À margem do "entretenimento do aparato" que une a maioria dos que se cruzam com o Presidente da República em Portugal, sobressaem os protestos de quem atrasa rotinas à reboque de ruas cortadas e outros constrangimentos de segurança.

"Logo vi que havia palhaçada", dispara o reformado António, à passagem dos cavaleiros da Guarda Nacional Republicana, em Belém. "Como é não vamos andar revoltados? Estou aqui há mais de uma hora à espera do autocarro porque estes malandros cortaram tudo", protesta, sentado numa das paragens que integram o perímetro de acesso às cerimónias de Estado.

"Ai é o Presidente de Angola que vai ali? Então é graxa", diz o octagenário, depressa transportado para as mágoas coloniais.

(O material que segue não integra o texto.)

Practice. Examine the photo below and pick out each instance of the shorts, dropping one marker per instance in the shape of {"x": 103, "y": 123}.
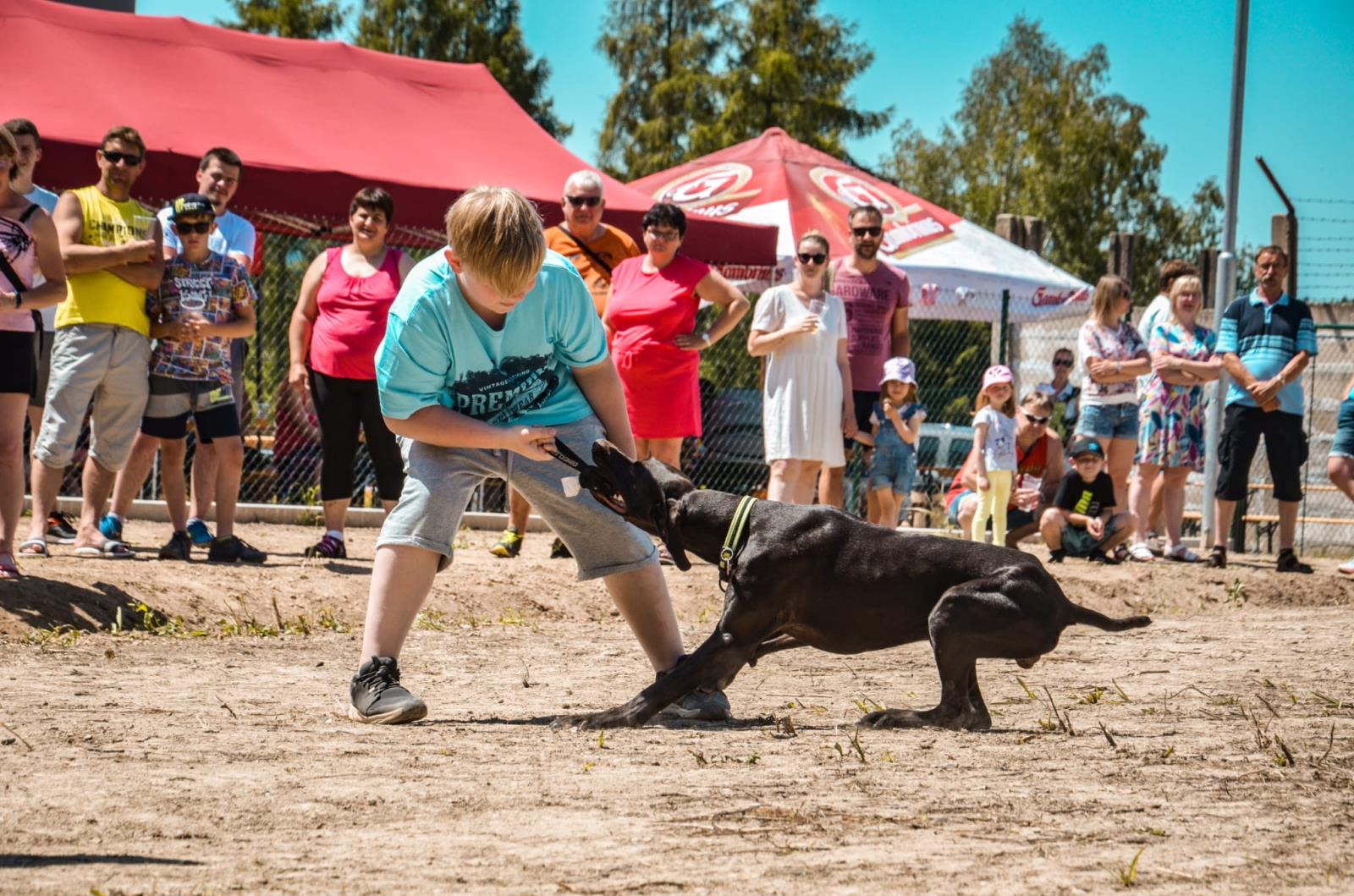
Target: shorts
{"x": 173, "y": 401}
{"x": 18, "y": 370}
{"x": 1285, "y": 448}
{"x": 894, "y": 470}
{"x": 42, "y": 358}
{"x": 1015, "y": 519}
{"x": 1344, "y": 443}
{"x": 107, "y": 366}
{"x": 440, "y": 481}
{"x": 1109, "y": 421}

"Se não fosse o Mário Soares a estragar tudo...ainda hoje estava em Angola. Vivi lá 20 anos", recorda, enquanto despeja insultos contra o já falecido ex-Chefe de Estado português.

Os ataques ao antigo Presidente luso, irreproduzíveis, saltam ao ouvido de Adelino de Sousa e Francisco Cunha, que saem em defesa da memória de Mário Soares.

"Fez asneiras como todos fazem mas foi um grande Presidente português, um verdadeiro homem da democracia", salienta Adelino, para depois passar a palavra ao amigo Francisco, coronel das Forças Armadas que combateu em Angola.

"Estive lá de 1967 a 1969, mas como as memórias de guerra nunca são boas, esse é um passado que está enterrado", aponta.

Com a narrativa voltada para o futuro, Francisco Cunha acredita que João Lourenço devolve a esperança de uma Angola melhor, sentimento partilhado por Adelino Cunha.

"Criaram-se muitos defeitos com o anterior Presidente por isso é tão importante renovar. Acredito que agora o país vai dar esse passo em frente", confia, lembrando o impacto da mudança para as relações bilaterais.

"Temos a beneficiar a muitos níveis, nomeadamente comercial porque temos muitas relações de negócio com Angola. Exportamos muito para Angola e já importamos alguma coisa. Ao mesmo tempo, também há muitos angolanos cá a viver, por isso estamos muito ligados".

A proximidade luso-angolana ressalta igualmente da conversa com José Figueiredo, um dos portugueses que pararam para assistir à recepção oferecida pela presidência lusa a João Lourenço.

"Espero que esta visita seja um virar de página nas relações ultrapassando-se alguns empecilhos...os irritantes como nos acostumámos a ouvir".